I’m testing restic 0.9.4 as a possible solution for backing up relatively large collection of files (a server users’ home directories and research data files) to a remote storage via sftp backend. The data size of both, the remote restic repository and the original collection, is about 250GB. There is ~50K files in the repository and ~780K in the original collection. Both, my server and the remote storage site, run CentOS 7.
I’m fully satisfied with the backing up process (really decent performance!). However, restoring data raises questions. In my first test I tried to restore a 3.3GB, ~400 files (sub-)directory tree (a small subset of the original collection):
it took 24min, thus, the average data transfer rate was only 2.2MB/s. The network link performance between the local server and the remote storage site is 30-40MB/s (experience of routinely using it) and the test was repeated multiple times. So, 2.2MB/s is not a random drop in the link performance.

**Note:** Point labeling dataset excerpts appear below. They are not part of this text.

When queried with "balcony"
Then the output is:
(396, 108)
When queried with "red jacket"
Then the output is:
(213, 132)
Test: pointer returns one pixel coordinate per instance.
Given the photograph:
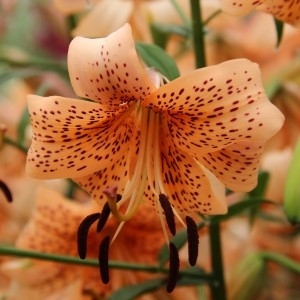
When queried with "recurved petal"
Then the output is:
(116, 14)
(72, 6)
(107, 70)
(240, 7)
(191, 187)
(116, 174)
(217, 106)
(286, 11)
(236, 166)
(74, 138)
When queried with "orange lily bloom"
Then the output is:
(53, 229)
(185, 139)
(285, 10)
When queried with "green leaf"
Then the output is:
(184, 280)
(24, 121)
(156, 57)
(133, 291)
(291, 199)
(279, 31)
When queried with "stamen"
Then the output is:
(167, 208)
(82, 233)
(6, 191)
(105, 214)
(174, 268)
(136, 187)
(103, 260)
(193, 240)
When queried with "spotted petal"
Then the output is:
(286, 11)
(239, 7)
(214, 107)
(202, 192)
(108, 70)
(54, 222)
(74, 138)
(236, 166)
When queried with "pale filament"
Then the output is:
(137, 184)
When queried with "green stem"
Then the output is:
(218, 289)
(211, 17)
(281, 260)
(10, 251)
(180, 12)
(198, 34)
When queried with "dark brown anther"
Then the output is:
(6, 191)
(167, 208)
(82, 233)
(193, 240)
(105, 214)
(103, 260)
(174, 268)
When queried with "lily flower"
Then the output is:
(52, 228)
(175, 143)
(284, 10)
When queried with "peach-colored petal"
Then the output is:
(54, 223)
(239, 7)
(65, 285)
(190, 187)
(214, 107)
(105, 17)
(285, 10)
(107, 70)
(236, 165)
(114, 175)
(73, 6)
(74, 138)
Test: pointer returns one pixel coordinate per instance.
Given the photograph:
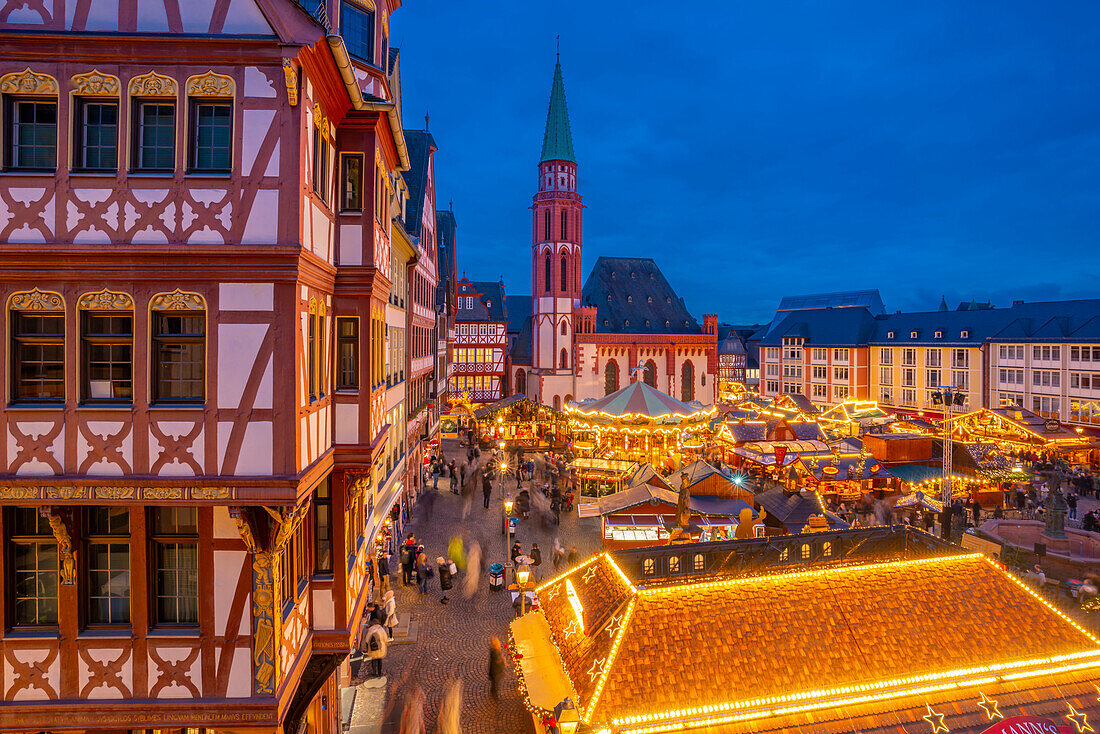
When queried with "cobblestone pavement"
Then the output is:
(453, 638)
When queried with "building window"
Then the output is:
(211, 135)
(32, 134)
(686, 382)
(37, 350)
(96, 146)
(34, 566)
(155, 139)
(611, 378)
(108, 562)
(348, 352)
(320, 162)
(178, 357)
(351, 182)
(107, 353)
(175, 538)
(356, 26)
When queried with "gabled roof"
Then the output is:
(420, 145)
(558, 138)
(633, 296)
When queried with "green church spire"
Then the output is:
(558, 140)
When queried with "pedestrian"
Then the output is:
(389, 612)
(422, 572)
(374, 646)
(408, 558)
(495, 667)
(444, 577)
(473, 570)
(536, 559)
(383, 567)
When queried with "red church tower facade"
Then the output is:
(557, 237)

In the following up tests I moved the repository around: put it on another local server and 2 more remote sites located at different distances (so network latency varied from 0.05ms to 50ms). Then, I restored the same subtree on the same server with the command above just varying the remote repository and cleaning up /scratch directory before each test. Here is my results:
latency to the test (restore) Avg.data transf.
repository host time rate
0.05ms(local host) 53s 60MB/s
1ms 130s 25MB/s
50ms(orig.test) 1450s 2.2MB/s
50ms(anoth.site) 1490s 2.2MB/s
Each test was repeated multiple times to ensure that the results are reproduced. So, it looks like it’s a feature of restic to slowdown with the distance to the repository location (in terms of network lag). Is that right ? Or should I look for other reasons of the poor restic restore performance for the far (50ms) sites ?
Poor restore performance is a known issue and has been discussed in Github issue #2074. @ifedorenko opened Pull request #2195 which should greatly improve the restore performance. Unfortunately this Pull request hasn’t been merged yet, so you either need to build restic yourself or wait for @fd0 to find some time to review the Pull request.

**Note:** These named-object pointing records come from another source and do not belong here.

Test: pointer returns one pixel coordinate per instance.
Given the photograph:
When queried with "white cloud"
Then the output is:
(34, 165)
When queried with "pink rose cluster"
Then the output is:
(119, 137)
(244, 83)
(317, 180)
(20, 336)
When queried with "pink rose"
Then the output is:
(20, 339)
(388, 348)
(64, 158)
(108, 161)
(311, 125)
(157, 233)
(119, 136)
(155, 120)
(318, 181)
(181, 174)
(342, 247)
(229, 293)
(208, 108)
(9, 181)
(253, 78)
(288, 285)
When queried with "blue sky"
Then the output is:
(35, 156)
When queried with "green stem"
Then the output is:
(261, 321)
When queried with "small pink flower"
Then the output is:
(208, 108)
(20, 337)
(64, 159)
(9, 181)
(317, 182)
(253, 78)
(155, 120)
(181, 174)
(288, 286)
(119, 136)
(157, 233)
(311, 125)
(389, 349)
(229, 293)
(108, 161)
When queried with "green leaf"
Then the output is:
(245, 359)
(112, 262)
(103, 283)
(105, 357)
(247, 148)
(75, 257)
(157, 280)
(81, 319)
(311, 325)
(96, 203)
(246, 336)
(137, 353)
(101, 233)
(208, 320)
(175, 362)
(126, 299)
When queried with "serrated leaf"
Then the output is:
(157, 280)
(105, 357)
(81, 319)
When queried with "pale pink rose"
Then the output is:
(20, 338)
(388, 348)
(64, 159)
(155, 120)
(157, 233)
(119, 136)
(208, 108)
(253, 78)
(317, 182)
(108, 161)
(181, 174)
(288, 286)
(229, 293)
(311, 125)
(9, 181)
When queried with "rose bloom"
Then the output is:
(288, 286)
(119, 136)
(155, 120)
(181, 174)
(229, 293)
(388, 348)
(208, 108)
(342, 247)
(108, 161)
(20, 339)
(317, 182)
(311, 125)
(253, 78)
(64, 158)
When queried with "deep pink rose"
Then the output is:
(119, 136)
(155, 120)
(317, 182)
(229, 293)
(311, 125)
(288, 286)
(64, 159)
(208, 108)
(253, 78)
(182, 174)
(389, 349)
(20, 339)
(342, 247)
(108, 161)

@d_v_v do you think you can test PR #2195, ideally with different numbers of restorer workers? I only tested with http-based repositories and don’t really know what to expect from sftp.
Somehow, reading the forum I got the impression that improvements regarding restore function has been already implemented in 0.9.4 release. And I did observe that files were restored in parallel.
This is correct, 0.9.4 restore is expected to work fast in most cases. The only known exception is restore of very large files (hundreds of of megabytes), which PR #2195 is meant to improve.
Hm! Then, It’s probably not going to help. In my restore sample the average file size is 3300M/400=~8M, the maximum file size is ~200M (there is very few of them).
I’ll try it anyway.
My impression was that during the restore operation restic makes the decision what chunks/packs to download next based on recently downloaded chunks. This would explain why the transfer speed drops with network latency. Roughly speaking, restic (my guess) has to download a group of packs, examine them, then it will know what packs to download next. At each such step network lag would introduce an extra delay.
For tree objects, yeah, this is the case. The trees list out directory contents, which includes tree IDs for subdirectories as well as blob IDs for files. If your backups have a lot of directories then there’s more round-trips to fetch them.
Here are new results. $ git clone https://github.com/ifedorenko/restic.git ./restic2195 $ cd restic2195 $ git checkout out-of-order-restore-no-progress $ go run -mod=vendor build.go
repeated with different repos: $ time ./restic -r sftp:remote_host:path_to_repo restore latest --include path_to_subtree --verbose --target /scratch/
latency to the test (restore) Avg.data transf.
repository host time rate
1ms 101s 33MB/s (was 25MB/s)
50ms(orig.test) 144s 23MB/s (was 2.2MB/s)
50ms(anoth.site) 107s 31MB/s (was 2.2MB/s)
So, the change is impressive! I haven’t try different numbers of workers. As of my concerns it already works great.